The Spirit that Only Martha Knows
Martha Evans sat at the new table in the strange house after church had finished. Her stomach was rattling, empty, like the collection bowl after Colin Martins, that old balding man, had dropped his near-empty envelope. He never donated enough, and even worse he tried to hide that problem. Martha would never do that. Her coins would clatter proudly into the plate, even her breakfast money for which she now nurtured a martyred spark of regret.
Today was different because she had left church early. The seats next to her were emptier than usual, especially the one to her immediate right that her husband, Jacob, having been dead for two months now, would sit. Pneumonia was the diagnosis, according to the last of the doctors, that one who spoke to her for fifteen minutes between glances at his computer. But Martha knew he wanted her to accept an easy explanation. How she missed Jacob!
And now she was here, at a table in Julia King’s house, lured by the strange promise she could see Jacob today. This was the first time Martha had accepted an invite to Julia’s glamorous house, with all its deep oak furniture and curious fuzzy wall hangings. Martha could see why Julia lived alone.
Throughout their polite conversation, Julia did not call the ceremony a seance, which was just as well because Martha did not believe in such things. But she missed Jacob - like no-one else ever could! - so here she was, still the dutiful wife, doing something new for her old Jacob, who would never try anything new anyway.
The ceremony did not start on time. Julia was still busy flicking her long brown hair and pontificating about the sermon today, although she did mention how Colin Martin’s android phone had buzzed at least twice during the third prayer session. That’s typical Colin, Martha thought, looking at Julia’s watch.
10:04am.
The second hand jolted a few times before Martha realised her eyes had dropped to the cloth table, its colour an off-white fade, something indicative of a poorly run household. Jacob would never have stood for that, Martha would be sure. The dirty cloth drifted across the table, huge in its unkemptness, a vast careless plain. As her vision focused a few moments more, the cloth seemed to stretch out to an impossible horizon, a place where the air became scratchy and cold. Or was it? The room around her seemed to be beyond temperature now, her vision filled by bone-white layer now distant beneath her feet, the horizon an utter black ceiling.
She floated with her slow footsteps over the plain, noticing a mass of rocks in the distance. She strode towards them. Like the pulsating egg sacs of a tropical spider, the white rocks breathed. She began to pass ancient trees, green fingers stabbing knives towards the air. Closer to the rocks she saw swathes of dark move in unison, a strange stew of noise and stink floating with them. They gathered like the huddled bodies of naked people. Dots of white jostled occasionally. She could only see a vision of conflicted nothingness.
Amongst the rabble she senses Jacob. She drifted downwards into the misty mass towards the coalescing figure of her dead husband, her eyes gazing through the space beneath where her feet should be. Her clarity of vision, her sight of the open ground, belied the absence of her nose, or any part of her body, something she does not realise (unlike you as you become aware of your nose always blocking your peripheral vision). Jacob is here! Julia was right!

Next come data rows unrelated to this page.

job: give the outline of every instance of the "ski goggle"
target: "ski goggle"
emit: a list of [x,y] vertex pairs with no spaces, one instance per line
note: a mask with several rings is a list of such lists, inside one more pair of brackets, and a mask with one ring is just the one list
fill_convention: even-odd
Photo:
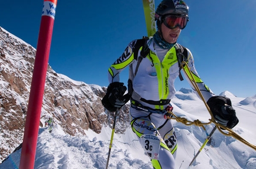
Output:
[[180,29],[183,29],[185,28],[188,20],[189,17],[187,15],[168,15],[163,18],[164,25],[170,29],[173,29],[177,27]]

The figure of Jacob doesn’t see Martha, and is instead surrounded by tiny shapes. It is a series of stray church cats, purring against him with comfortable affection. She calls to him. He does not answer. An invisible dome of loneliness surrounds him. Instead the cats jostle into one figure, growing mass, a torso, breasts, mouth and lips, and finally long brown hair. He smiles. To Martha’s horror, Jacob kisses the familiar figure with the pretty smile and deep body. She laughs. Jacob runs his fingers through her long brown hair and joins her in laughter. The sound stung like disinfectant, a perceptible ozone rising from their mouths. The misty stench becomes too potent and Martha jolts away.
Her eyes snap open.
She has clearly slept yet was strangely unslumped. She sees Julia’s watch.
10:05am.
Julia had finished talking about the sermon that day, and was ready to start the seance.
Martha, being the good Christian she is, refuses to take part, finding an easy excuse to leave. She leaves fifty dollars in three neatly folded notes on the table and stands up. She feels terrified. At what she does not know. But she knows there is no point staying. Julia cannot talk to the spirit of Jacob that only Martha knows.